EDL Hyde
Tameside Council does not want the English Defence League marching in Hyde (Reuters)

Police are ignoring pleas from a local council to ban a demonstration by the far-right English Defence League (EDL) in Hyde, Greater Manchester.

Tameside Council, which governs Hyde, passed a motion calling for the march to be stopped.

"I have a very simple message for the EDL and other right wing extremists who might be thinking of coming to Hyde this weekend - you will not divide us and you are not welcome here so stay away," council leader Kieran Quinn wrote on his blog.

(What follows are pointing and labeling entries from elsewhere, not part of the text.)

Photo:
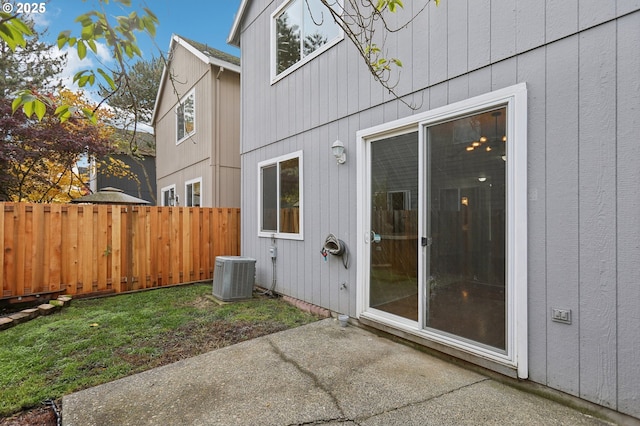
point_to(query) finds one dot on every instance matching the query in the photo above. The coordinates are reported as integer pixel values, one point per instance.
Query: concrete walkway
(316, 374)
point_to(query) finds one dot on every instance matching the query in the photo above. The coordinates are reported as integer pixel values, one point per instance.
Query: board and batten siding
(581, 64)
(212, 152)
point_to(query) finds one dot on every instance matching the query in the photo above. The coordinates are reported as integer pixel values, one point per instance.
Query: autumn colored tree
(41, 156)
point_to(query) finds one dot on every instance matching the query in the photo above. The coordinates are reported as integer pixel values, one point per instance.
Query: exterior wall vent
(233, 278)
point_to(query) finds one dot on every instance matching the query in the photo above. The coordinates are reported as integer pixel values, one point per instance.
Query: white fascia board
(234, 35)
(162, 80)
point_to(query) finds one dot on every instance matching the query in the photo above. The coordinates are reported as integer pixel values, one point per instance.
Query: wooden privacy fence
(93, 249)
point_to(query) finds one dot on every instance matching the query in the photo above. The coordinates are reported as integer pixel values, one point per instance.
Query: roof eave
(174, 39)
(234, 35)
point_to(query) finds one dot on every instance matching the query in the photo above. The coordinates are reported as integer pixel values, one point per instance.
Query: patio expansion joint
(433, 398)
(316, 382)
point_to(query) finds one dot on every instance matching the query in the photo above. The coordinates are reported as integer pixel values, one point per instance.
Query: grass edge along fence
(50, 249)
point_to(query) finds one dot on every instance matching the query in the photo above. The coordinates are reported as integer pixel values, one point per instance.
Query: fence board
(84, 249)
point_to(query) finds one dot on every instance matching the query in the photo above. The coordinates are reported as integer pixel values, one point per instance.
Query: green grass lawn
(100, 340)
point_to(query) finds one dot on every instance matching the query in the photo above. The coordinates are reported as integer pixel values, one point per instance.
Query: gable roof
(234, 35)
(206, 54)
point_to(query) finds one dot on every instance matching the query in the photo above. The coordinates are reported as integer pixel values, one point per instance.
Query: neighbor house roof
(206, 54)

In order for a ban to be put in place, Greater Manchester Police must write to the Home Office to request one. A Home Office spokesman told IBTimes UK that no application for a ban had been made.

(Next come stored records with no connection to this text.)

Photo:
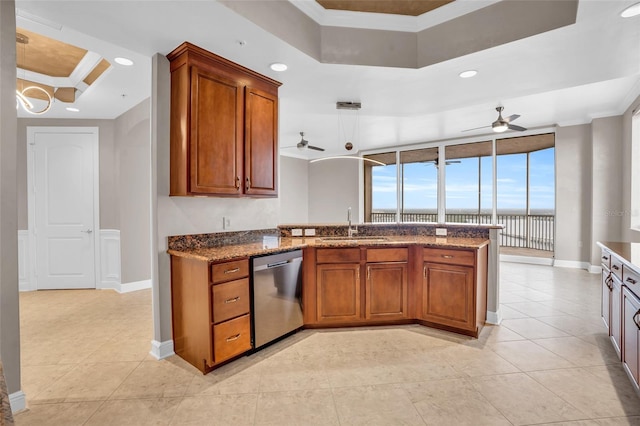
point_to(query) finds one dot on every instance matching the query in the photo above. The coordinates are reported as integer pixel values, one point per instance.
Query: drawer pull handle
(232, 338)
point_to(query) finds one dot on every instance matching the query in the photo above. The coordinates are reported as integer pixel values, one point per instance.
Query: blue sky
(420, 183)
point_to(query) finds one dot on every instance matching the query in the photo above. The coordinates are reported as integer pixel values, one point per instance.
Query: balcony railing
(534, 231)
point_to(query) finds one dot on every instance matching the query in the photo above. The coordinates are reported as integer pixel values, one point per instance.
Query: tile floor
(85, 362)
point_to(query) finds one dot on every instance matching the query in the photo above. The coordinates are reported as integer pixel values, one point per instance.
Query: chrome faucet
(351, 231)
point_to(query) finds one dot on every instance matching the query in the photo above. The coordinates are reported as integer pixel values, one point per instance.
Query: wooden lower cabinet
(448, 295)
(454, 289)
(386, 291)
(210, 310)
(338, 292)
(631, 334)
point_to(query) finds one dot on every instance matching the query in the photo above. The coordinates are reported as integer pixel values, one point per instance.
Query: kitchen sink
(354, 238)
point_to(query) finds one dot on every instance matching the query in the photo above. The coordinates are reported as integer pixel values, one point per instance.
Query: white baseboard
(18, 401)
(526, 259)
(134, 286)
(162, 350)
(494, 318)
(571, 264)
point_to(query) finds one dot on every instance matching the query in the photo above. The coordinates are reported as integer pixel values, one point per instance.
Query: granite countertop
(629, 253)
(274, 244)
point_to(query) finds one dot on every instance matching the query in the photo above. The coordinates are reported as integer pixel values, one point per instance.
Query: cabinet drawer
(231, 338)
(457, 257)
(631, 279)
(350, 255)
(388, 255)
(229, 271)
(616, 267)
(230, 299)
(606, 259)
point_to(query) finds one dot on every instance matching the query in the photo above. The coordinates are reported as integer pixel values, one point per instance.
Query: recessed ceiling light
(632, 10)
(124, 61)
(278, 66)
(468, 74)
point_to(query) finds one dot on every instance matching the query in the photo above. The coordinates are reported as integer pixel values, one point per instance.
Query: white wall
(9, 309)
(333, 188)
(294, 190)
(133, 178)
(573, 193)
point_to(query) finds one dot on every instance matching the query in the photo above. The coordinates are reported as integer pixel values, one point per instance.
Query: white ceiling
(566, 76)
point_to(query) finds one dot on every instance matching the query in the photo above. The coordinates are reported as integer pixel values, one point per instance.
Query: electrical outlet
(441, 232)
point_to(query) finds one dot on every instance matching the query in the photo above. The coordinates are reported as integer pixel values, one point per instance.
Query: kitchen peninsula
(385, 274)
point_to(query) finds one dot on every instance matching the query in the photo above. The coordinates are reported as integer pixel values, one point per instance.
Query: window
(469, 182)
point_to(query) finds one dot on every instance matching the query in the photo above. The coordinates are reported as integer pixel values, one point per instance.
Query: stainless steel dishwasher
(276, 296)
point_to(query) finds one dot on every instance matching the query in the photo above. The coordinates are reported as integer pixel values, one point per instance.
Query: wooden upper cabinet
(261, 142)
(216, 144)
(224, 127)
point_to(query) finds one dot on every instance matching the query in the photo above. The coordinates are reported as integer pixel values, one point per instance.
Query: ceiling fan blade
(475, 128)
(518, 128)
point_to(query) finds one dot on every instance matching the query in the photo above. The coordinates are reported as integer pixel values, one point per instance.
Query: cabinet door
(448, 295)
(606, 299)
(261, 143)
(615, 325)
(631, 326)
(338, 292)
(386, 291)
(216, 145)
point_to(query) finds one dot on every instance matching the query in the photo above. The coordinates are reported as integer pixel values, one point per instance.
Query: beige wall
(109, 194)
(132, 150)
(9, 306)
(573, 193)
(607, 213)
(294, 190)
(333, 188)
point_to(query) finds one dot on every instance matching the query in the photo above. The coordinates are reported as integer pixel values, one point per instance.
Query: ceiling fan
(502, 124)
(305, 144)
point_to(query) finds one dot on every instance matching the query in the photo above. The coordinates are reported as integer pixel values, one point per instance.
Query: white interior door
(64, 205)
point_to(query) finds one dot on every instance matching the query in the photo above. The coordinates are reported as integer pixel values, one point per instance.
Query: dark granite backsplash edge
(393, 229)
(218, 239)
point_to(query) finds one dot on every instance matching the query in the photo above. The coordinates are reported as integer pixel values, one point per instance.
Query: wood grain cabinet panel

"There is considerable work going on to contain the demonstration," Lynn Travis, Labour Party secretary for the Hyde branch, said.

"It is not going to be a march. Apparently, we have agreement from the EDL that they will gather at the station they arrive in and they will be taken to an area where they can have their protest, which is a very large car park.

"They will probably construe that as a march but there is no way that they will be allowed to march through the mainly Asian area of the town.

"All we can do is hope that it is contained."

The EDL is demonstrating in Hyde after an alleged racial assault on a white teenage called Daniel Stringer-Prince by an Asian group.

Stringer-Prince's mother distanced herself from the EDL.

"The EDL have decided to do this and it's go nothing to do with us whatsoever," Cheryl Stringern told the Manchester Evening News.

"We don't want this march to go ahead. It's not going to change anything - it won't make anything better. It will just cause more problems. I certainly don't want Daniel's name dragged into something we don't agree with."

EDL members were defying the family's wishes.

"We don't need the approval or even the support of the victims of these vicious racist attacks against our people in order to hold a demo," wrote one EDL blogger called Suzy.

"We are quite entitled to be outraged and demo anywhere we see fit."

The group has been linked with a violent rampage in nearby Rochdale on 23 February, which saw a takeaway linked to a rape trial have its windows smashed and bricks thrown at police.